El vigilante envía una señal al observador más atrasado cuando pasa junto a él. El observador más atrasado le devuelve esa señal a su compañero más adelantado, es decir, el que la había enviado en primera instancia.
—Tendríamos que haber probado estos complicados y sutiles ejercicios de envíos de señales durante el tiempo que estuve en Afganistán —añadí—. Pasar un mensaje de un hombre a otro y luego, cuando llegase a su destino final, comprobar si había sido malinterpretado. Corría un rumor de que el mensaje “El enemigo avanza, envíen refuerzos” había sido interpretado como “La tía de Emilio ha muerto, envíen tres o cuatro peniques”.
Mycroft me miró con severidad.
—Bueno, hay algo aún más relevante en este asunto —dijo—. ¿No se dan cuenta? ¡La señal regresa al observador más adelantado más de un segundo antes de que haya sido enviada! Se ha producido pues una clara paradoja.

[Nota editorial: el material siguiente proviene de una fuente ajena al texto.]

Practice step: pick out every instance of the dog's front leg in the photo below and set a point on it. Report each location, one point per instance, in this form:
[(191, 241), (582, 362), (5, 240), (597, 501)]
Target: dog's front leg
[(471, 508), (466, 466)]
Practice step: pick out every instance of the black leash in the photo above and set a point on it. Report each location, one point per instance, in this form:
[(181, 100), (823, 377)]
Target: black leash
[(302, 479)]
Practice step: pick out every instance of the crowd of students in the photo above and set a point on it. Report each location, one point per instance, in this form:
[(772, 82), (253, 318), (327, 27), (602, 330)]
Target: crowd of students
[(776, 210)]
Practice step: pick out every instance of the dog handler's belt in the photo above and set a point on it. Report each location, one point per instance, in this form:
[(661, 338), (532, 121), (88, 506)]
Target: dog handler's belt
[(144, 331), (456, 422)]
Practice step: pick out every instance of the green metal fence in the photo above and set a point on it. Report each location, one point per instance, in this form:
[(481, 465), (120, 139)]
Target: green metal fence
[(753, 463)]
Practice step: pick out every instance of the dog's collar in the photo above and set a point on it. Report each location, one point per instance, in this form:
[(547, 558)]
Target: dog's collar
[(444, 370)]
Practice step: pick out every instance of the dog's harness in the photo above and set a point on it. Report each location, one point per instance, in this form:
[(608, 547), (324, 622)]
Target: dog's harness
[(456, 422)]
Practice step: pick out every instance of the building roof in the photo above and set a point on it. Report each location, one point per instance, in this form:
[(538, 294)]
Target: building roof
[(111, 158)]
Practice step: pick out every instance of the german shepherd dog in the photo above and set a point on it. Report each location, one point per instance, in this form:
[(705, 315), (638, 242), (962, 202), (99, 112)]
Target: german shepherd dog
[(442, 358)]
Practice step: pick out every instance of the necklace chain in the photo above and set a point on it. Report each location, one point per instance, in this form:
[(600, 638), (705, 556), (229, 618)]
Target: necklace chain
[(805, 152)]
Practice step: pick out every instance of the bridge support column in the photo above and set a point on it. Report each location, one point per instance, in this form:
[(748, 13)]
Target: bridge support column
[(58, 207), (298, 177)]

De hecho, es fácil comprender que, si fuese posible enviar una señal cualquiera incluso a una velocidad ligeramente superior a la de la luz, entonces con la ayuda de un tren lo suficientemente rápido —o en otras palabras, de un par de aparatos de envío de señales— se podría enviar a tiempo un mensaje de respuesta. Es una garantía tan segura como que ustedes podrían desear que una hazaña de este tipo resultara imposible para siempre.
Sherlock le dio las gracias y nos dirigimos hacia el hotel Savoy. Por mi cabeza pasaron visiones de riqueza. Mi amigo siempre había preferido dedicarse a casos interesantes en lugar de intentar resolver los más lucrativos. ¿En qué cambiarían sus costumbres con veinte mil libras?
Una conserje nos condujo hasta la suite del señor Rolleman y llamó a la puerta. No hubo respuesta.
—Seguro que está dentro —dijo—. Pasó junto a mí hace muy poco tiempo. Parecía indispuesto, como si le faltase el aire.
La chica abrió la puerta y enseguida se echó hacia atrás dando un grito. El señor Rolleman yacía casi a sus pies con los ojos en blanco y la cara espantosamente violeta. Me arrodillé y le examiné mientras Holmes recorría rápidamente la habitación buscando indicios de posibles intrusos.
—No tiene que resolver ningún caso, Holmes. Está claro que se trata de una gran apoplejía. Hoy mismo, hace algunas horas, vi los signos de la enfermedad: no tengo que haber sido el primer médico cuyos avisos de que se tomase las cosas con más calma haya ignorado.
—Cuántas veces se hace realidad ese viejo dicho tan manido: “A más prisa, menos velocidad”. Al menos a la larga —comentó Holmes mientras nos marchábamos.
En cierto sentido, el señor Rolleman tenía razón en lo que se refiere a su opinión sobre mí: según su manera de ver las cosas yo soy un aficionado, ya que aplico mis capacidades y mi talento en la investigación porque me gusta, a pesar de que ese mismo esfuerzo podría hacerme más rico si me dedicase a otra actividad. Yo vivo en un alojamiento modesto que muchos considerarían modesto porque me conviene, pero paso el tiempo confortablemente, de un modo que se adapta a mi forma de ser como un par de zapatillas usadas, con la cantidad justa y necesaria de excitación y aventura como condimento. Y puesto que, al fin y al cabo, a todos nos aguarda el mismo destino que al señor Rolleman, Watson, ¿a qué más puede aspirar cualquiera de nosotros, sino a vivir la vida a la velocidad más adecuada?